Single by Usher

from the album Hard II Love
- Released: June 10, 2016
- Genre: Electropop
- Length: 3:31
- Label: RCA
- Songwriters: Usher Raymond IV; Lee Stashenko; Carlos St John; Corey "Latif" Williams;
- Producers: f a l l e n; Saint Jhn;

Usher singles chronology
| "No Limit" (2016) | "Crash" (2016) | "Missin U" (2016) |

Alternative cover

Music video
- "Crash" on YouTube

= Crash (Usher song) =

"Crash" is a song by American singer Usher, recorded for his eighth studio album, Hard II Love. It was released by RCA on June 10, 2016, available for digital download and online streaming. The audio for the song was also released on his Vevo and YouTube accounts the same day. "Crash" is the follow-up single to "No Limit", released the day before. Both singles appear on Usher's eighth studio album, Hard II Love. The song was written by Usher, Corey Latif, Lee Stashenko, Carlos St. John (Saint Jhn), while production was handled by Saint JHN and f a l l e n.

==Background and release==
The song was released as the second single from his album Hard II Love.

==Composition==
A writer from Jezebel wrote the song has a "sub-house BPM of 104, saying “Crash” sits at the humid intersection of Kygo-style tropical house and the futuristic adult contemporary (call it nu-AC) tendencies that are creeping through R&B at the moment."

==Live performances==
Usher performed the song live for the first time as a part of his headlining set at the "BET Experience", Which he performed his other new single "No Limit" and other old hits including "Yeah!", "U Don't Have to Call", "Love in This Club", and "OMG". On July 28, 2016, Usher performed "Crash" for the first time on television on The Tonight Show Starring Jimmy Fallon. In September he will also perform the song as a part of his set at the iHeartRadio Music Festival 2016.

==Critical reception==
"Crash" received comparisons to his 2012 Grammy Award-winning single "Climax". Joe Lynch of Billboard called it "post-"Climax", saying "Ush, melding his masterful R&B vocal stylings with the kind of subdued, moody electronics taking over airwaves thanks to Diplo". Christina Lee from Idolator wrote that "Like with “Climax,” this R&B vet makes such vocal prowess — and vulnerability — seem easy." Dennis Edward from Young Herald described the song as a "pulsating banger that does exactly what Climax did hitting us with killer verses and then demure choruses." A writer from Jezebel wrote that in the song, "Spotlit is his gorgeous falsetto much as it was in “Climax,” with which “Crash” shares a sort of spot-the-hook sensibility—it seems to build from one pre-chorus to the next, teetering on the brink of a hook until you realize the whole damn thing is a hook." Sasha Geffen of MTV praised his vocal ability, saying it "soars to the very top of his vocal range, offering a beautiful falsetto chorus against lightweight, delicate production.

==Music video==
On June 17, 2016, Raymond uploaded the music video for "Crash" on his YouTube and Vevo account. The music video was directed by Christopher Sims. The video begins with Usher dressed all in black laying against a black background. In the video Usher performs an interpretive dance to the lyrics in both solo and in scenes accompanied by two male dancers. Through the video he is singing to a woman, portrayed by model Leslie Allen, in larger-than-life representation that is haunting his thoughts.
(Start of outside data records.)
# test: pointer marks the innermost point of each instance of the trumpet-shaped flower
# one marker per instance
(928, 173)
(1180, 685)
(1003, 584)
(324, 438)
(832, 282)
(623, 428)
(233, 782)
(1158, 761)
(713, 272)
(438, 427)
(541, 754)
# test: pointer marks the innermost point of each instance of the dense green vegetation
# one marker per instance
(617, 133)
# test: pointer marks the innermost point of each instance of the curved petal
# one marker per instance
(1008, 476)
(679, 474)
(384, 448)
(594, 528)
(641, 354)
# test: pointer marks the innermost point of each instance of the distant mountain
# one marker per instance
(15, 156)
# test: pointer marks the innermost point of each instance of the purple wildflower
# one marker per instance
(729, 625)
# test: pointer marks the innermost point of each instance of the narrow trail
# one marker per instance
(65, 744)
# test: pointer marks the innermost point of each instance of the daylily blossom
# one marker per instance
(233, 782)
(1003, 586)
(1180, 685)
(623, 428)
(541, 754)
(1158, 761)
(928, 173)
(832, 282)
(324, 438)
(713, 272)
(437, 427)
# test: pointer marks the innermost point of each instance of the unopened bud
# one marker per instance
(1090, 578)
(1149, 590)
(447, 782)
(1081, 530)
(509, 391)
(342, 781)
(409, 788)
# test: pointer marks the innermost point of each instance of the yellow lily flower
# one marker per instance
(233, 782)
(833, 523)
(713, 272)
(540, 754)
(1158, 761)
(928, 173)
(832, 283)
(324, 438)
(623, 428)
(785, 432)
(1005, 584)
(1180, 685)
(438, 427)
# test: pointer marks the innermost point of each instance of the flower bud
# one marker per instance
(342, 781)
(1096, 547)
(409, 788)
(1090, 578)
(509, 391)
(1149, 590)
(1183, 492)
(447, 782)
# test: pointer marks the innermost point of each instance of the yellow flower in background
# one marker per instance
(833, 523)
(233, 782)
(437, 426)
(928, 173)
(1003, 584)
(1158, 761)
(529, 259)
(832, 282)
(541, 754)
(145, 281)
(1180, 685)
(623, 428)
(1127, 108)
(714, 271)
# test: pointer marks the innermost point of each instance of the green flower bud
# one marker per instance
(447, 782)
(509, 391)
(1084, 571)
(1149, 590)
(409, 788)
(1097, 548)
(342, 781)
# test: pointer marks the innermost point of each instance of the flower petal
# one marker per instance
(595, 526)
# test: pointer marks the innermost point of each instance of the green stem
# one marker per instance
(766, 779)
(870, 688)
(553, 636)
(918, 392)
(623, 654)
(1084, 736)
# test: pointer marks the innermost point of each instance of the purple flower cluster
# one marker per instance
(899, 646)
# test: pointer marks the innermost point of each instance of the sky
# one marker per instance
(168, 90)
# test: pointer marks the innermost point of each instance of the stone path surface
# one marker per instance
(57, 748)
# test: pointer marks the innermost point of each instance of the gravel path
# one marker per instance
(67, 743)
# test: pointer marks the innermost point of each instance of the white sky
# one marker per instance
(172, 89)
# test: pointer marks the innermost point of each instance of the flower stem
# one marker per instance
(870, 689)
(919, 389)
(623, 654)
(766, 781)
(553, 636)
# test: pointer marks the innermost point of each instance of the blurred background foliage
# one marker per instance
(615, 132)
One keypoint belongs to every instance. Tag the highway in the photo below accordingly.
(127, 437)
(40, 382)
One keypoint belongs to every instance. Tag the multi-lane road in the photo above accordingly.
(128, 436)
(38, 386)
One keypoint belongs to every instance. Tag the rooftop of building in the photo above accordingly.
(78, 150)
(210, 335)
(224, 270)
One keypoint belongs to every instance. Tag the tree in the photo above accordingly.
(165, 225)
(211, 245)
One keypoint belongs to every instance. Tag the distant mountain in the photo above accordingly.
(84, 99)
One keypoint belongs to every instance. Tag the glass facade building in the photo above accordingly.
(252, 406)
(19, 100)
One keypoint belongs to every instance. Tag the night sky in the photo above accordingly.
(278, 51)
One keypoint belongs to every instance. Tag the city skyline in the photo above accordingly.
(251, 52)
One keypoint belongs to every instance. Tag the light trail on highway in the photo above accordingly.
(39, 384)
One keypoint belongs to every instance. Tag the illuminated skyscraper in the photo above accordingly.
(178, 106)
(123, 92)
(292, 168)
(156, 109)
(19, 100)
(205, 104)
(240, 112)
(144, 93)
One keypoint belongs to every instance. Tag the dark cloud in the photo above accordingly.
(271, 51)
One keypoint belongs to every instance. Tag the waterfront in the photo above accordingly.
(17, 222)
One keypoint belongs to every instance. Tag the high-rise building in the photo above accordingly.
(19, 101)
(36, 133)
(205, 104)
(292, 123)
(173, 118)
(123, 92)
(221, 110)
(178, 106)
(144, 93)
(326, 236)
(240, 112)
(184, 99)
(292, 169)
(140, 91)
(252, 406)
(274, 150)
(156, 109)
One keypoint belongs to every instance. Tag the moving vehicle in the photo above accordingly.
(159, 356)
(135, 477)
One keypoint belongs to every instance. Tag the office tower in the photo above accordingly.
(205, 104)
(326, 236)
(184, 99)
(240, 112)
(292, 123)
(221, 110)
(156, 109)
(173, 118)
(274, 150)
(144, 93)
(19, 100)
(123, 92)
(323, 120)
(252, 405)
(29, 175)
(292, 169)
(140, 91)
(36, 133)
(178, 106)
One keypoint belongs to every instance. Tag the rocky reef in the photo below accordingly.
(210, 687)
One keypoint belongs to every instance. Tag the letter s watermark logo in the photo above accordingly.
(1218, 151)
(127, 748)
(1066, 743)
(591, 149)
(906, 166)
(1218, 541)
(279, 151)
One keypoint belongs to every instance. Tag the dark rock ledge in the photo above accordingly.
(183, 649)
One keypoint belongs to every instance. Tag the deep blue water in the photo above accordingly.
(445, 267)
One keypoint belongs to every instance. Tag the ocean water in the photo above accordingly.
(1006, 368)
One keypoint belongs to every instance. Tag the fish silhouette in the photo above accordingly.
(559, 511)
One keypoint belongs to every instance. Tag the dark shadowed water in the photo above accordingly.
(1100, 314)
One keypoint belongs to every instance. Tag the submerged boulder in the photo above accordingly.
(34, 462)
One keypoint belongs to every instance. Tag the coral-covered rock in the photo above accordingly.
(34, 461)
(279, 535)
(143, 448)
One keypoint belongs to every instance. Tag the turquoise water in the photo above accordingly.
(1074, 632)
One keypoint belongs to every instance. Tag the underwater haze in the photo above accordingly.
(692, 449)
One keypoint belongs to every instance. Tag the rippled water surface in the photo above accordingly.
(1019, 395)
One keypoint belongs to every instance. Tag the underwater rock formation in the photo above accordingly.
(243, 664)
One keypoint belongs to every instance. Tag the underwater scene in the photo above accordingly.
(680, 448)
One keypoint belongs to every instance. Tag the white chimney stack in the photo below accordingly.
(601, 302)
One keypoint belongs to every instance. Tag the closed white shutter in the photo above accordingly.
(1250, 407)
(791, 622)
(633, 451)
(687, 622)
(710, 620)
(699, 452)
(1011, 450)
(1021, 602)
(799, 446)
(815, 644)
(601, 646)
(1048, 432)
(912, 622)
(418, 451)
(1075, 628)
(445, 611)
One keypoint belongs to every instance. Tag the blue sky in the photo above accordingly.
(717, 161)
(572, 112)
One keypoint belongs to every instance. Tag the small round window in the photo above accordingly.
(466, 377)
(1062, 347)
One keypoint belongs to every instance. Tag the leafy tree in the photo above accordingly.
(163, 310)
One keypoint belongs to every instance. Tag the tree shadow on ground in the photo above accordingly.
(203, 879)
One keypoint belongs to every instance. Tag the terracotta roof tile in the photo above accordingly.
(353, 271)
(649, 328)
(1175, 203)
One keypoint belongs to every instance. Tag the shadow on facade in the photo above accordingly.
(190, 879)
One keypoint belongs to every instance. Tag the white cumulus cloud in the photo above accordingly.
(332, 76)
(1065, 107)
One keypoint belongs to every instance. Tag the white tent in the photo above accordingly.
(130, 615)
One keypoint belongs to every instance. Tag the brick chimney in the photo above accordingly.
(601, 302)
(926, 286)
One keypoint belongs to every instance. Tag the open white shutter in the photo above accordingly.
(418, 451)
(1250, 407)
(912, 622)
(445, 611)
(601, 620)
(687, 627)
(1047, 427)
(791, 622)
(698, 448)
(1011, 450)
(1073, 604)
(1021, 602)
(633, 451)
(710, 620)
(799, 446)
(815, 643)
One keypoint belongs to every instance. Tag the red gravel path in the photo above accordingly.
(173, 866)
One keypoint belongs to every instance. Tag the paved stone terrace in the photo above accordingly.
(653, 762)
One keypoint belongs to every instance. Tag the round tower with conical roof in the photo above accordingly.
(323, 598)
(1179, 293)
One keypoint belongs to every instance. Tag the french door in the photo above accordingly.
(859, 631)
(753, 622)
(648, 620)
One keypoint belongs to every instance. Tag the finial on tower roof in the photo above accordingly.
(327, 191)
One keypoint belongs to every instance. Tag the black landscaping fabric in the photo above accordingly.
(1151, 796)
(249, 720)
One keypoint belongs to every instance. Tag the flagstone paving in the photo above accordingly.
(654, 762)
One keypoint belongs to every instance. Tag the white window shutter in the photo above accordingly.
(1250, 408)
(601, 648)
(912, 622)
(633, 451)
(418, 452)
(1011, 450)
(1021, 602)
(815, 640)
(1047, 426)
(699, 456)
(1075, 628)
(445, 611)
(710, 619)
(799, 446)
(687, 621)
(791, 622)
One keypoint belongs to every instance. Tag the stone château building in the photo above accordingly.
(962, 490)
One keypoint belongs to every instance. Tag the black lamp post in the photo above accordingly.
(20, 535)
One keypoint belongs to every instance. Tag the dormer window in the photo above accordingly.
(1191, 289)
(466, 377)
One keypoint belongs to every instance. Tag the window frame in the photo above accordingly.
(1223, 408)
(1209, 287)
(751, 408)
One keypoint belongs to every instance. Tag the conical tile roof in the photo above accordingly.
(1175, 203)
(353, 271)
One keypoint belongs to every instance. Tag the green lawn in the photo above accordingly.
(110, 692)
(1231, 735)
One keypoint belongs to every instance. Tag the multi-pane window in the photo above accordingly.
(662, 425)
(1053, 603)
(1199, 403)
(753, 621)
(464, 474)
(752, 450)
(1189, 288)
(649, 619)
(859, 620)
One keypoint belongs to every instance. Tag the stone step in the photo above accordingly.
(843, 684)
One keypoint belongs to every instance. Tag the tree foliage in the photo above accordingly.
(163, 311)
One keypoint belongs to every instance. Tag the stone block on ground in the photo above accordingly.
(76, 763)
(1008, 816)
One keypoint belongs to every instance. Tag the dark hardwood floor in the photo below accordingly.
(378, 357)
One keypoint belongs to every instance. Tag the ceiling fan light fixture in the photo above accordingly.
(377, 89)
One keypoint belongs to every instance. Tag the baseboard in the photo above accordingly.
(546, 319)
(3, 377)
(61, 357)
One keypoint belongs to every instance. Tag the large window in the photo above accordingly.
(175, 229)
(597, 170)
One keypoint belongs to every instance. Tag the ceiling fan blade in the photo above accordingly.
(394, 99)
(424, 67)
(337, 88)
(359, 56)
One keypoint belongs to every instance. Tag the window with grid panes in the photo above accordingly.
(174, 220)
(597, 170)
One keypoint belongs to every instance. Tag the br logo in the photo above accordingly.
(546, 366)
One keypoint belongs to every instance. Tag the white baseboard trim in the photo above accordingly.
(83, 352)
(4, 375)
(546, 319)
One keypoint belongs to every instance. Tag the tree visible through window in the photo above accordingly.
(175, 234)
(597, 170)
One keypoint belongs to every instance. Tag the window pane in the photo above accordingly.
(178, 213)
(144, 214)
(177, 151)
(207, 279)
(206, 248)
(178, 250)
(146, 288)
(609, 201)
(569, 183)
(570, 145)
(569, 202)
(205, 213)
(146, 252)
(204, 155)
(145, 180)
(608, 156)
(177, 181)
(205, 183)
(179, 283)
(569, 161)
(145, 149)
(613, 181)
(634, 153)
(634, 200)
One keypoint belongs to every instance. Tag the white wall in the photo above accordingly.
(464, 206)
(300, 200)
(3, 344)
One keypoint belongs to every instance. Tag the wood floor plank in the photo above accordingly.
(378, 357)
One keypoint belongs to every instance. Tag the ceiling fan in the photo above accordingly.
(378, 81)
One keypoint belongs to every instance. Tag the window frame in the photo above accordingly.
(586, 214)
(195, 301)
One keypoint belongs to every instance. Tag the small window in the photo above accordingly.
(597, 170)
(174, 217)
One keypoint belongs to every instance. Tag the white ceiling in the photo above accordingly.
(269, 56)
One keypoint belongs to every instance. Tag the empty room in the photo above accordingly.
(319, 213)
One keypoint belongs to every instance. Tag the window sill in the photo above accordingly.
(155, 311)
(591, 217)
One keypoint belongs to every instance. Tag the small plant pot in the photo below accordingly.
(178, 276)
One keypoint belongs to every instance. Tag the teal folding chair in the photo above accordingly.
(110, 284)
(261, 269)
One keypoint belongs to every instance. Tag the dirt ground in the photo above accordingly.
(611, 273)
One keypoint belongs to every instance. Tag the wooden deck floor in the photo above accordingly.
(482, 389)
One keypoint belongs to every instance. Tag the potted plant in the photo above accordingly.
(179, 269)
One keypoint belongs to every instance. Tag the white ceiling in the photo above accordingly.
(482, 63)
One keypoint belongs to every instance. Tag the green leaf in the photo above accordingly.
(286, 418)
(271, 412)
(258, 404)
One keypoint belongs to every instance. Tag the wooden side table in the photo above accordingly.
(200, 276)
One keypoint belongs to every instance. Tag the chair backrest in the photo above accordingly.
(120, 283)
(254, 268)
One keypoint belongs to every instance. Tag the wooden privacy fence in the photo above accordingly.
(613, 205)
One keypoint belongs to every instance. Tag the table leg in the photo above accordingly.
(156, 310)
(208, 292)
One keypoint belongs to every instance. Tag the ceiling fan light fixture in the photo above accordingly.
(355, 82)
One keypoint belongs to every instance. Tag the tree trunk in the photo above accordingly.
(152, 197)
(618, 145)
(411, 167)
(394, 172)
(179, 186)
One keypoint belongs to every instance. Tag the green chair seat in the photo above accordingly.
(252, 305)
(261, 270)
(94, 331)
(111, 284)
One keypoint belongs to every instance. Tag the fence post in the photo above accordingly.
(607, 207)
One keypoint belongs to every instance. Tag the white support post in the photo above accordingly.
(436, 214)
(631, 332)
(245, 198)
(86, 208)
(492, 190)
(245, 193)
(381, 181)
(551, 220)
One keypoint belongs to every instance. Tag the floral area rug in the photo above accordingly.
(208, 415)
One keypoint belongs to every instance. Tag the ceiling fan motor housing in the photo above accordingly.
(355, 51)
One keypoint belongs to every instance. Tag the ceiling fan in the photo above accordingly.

The music video on YouTube has received over 25 million views as of May 2024.

==Cover art==
The single cover art is a sculpture of Usher that was done by Daniel Arsham, which he had to stand still for 4 hours for him to complete. The photo was taken by James Law.

==Credits and personnel==
Credits adapted from Tidal.

- Usher – lead vocals, composer, lyricist
- Jaycen Joshua – mixing engineer
- Carlos St. John – composer, lyricist, producer
- f a l l e n – producer
- Lee Stashenko – composer, lyricist, producer

==Charts==

===Weekly charts===

| Chart (2016) | Peak position |
|---|---|
| Australia (ARIA) | 10 |
| Canada Hot AC (Billboard) | 43 |
| France (SNEP) | 84 |
| Japan Hot 100 (Billboard) | 56 |
| New Zealand Heatseekers (Recorded Music NZ) | 6 |
| Scotland Singles (OCC) | 35 |
| UK Singles (OCC) | 63 |
| UK Hip Hop/R&B (OCC) | 20 |
| US Bubbling Under R&B/Hip-Hop Singles (Billboard) | 3 |

===Year-end charts===

| Chart (2016) | Position |
|---|---|
| Australia (ARIA) | 80 |
| Australia Urban (ARIA) | 7 |

==Certifications==

| Region | Certification | Certified units/sales |
| Australia (ARIA) | 2× Platinum | 140,000^{‡} |
| United Kingdom (BPI) | Silver | 200,000^{‡} |
^{‡} Sales+streaming figures based on certification alone.